Four nights of virtual conventions build up into one moment, former Vice President Joe Biden’s acceptance of the Democratic presidential nomination.
By Solomon Smith, Political News Editor
After three nights of speeches about the humanity of the presidential hopeful (and the referendums on President Donald J. Trump), the last night of the DNC was reserved mostly as a moment of reflection.
A moving tribute to John Lewis, the famous civil rights leader and house member who passed away on July 17, 2020 included speakers who paid their respects to his activism. Keisha Lance-Bottoms, mayor of Atlanta, who had been an unapologetic supporter of Biden and was considered for the vice-presidential nominee, introduced the tribute.
“He walked gently amongst us — not as a distant icon, but as a God-fearing man, doing what he could do to fulfill the as-yet unfulfilled promise of America,” said Bottoms. “People often think they can’t make a difference like our civil rights icons, but every person in the movement mattered — those who made the sandwiches, swept the church floors, stuffed the envelopes.”
Actress Julia Louis-Dreyfus was also a welcome relief after three nights of serious warnings about the current state of affairs. Her introduction of segments was laced with the humor and sarcasm “Seinfeld” fans would expect. Her target, most often, was Trump.
"Joe Biden goes to church so regularly that he doesn't even need tear gas and a bunch of federalized troops to help him get there,” said Dreyfus.
She also spoke about a phone call with Biden after receiving a diagnosis of cancer, a disease which had taken Biden’s son, Beau Biden.
“His real warmth and kindness … man, I gotta say, it made me cry,” said Dreyfus. “Our current president has made me cry too, but it’s never had anything to do with his warmth or kindness.”
Beau Biden was a large part of the night, shifting the convention’s mood from one of harsh criticism and comparison to one of introspection. The Biden family gave the usual personal stories about Joe Biden, ice-cream raids in the middle of the night, but also included the loss of Beau in the narrative. Some of his words from the 2008 campaign were used to introduce and describe his father and the type of leader he would be.
Previous primary rivals Bernie Sanders, Pete Buttigieg, Elizabeth Warren, Beto O’Rourke, Andrew Yang and Amy Klobuchar, hosted by Corey Booker in a video round-table, talked about the qualities of Biden and competing for the Democratic ticket. All supported the nomination of Biden emphasizing his skill as a leader.
“I think the day I saw Joe the clearest was the first anniversary of the Boston Marathon Bombing … at some point in that speech he shifted to the parent who had lost a child,” said Warren. “He was someone who had experienced loss very personally and he spoke to each of the families from the heart.”
Brayden Harrington also had a story to attest to Biden’s personal touch.
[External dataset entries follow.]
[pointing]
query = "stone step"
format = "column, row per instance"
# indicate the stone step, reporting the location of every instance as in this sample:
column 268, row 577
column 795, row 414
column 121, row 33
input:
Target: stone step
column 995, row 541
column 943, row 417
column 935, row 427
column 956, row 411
He shared the time that Biden helped him with a stutter. Biden grew up with this speech impediment and worked to overcome it, sharing a story about how his mother helped him against bullying from his own teacher. Harrington read a written statement about how Biden helped him.
“He told me about a book of poems by Yates he would read aloud to practice,” said Harrington. “I’m just a regular kid and in a short amount of time, Joe Biden made me more confident about something that's bothered me my whole life. Joe Biden cared. Imagine what he could do for all of us.”
The personal anecdotes about Biden’s humanity from people he met, family members and rivals emphasized the DNC’s hidden theme of compassion and service. Something the current president has been harshly criticized for. Biden accepted the nomination and emphasized this himself.
“We’ll choose hope over fear. Facts over fiction. Fairness over privilege. I’m a proud Democrat. And I’ll be proud to carry the banner of our party into the general election,” said Biden. “So it’s with great honor and humility I accept this nomination for President of the United States of America.”
He lambasted Trump as a president who “has failed in the most basic of duties.” He also promised to give the “unvarnished truth” and Thursday night, Americans got more of Biden than in the last few weeks. A promise to protect Social Security and Medicare and, for the first time, the idea of environmental and economic injustice being rooted in racism from a presidential candidate. He made it clear his intention to unify the country.
“But while I will be a Democratic candidate, I will be an American president. I will work as hard for those who didn't support me as I will for those who did,” said Biden. “That's the job of a president. To represent all of us, not just our base or our party. This is not a partisan moment. This must be an American moment.”
The 2020 Republican National Convention is scheduled for Aug. 24 and can be viewed on major news networks.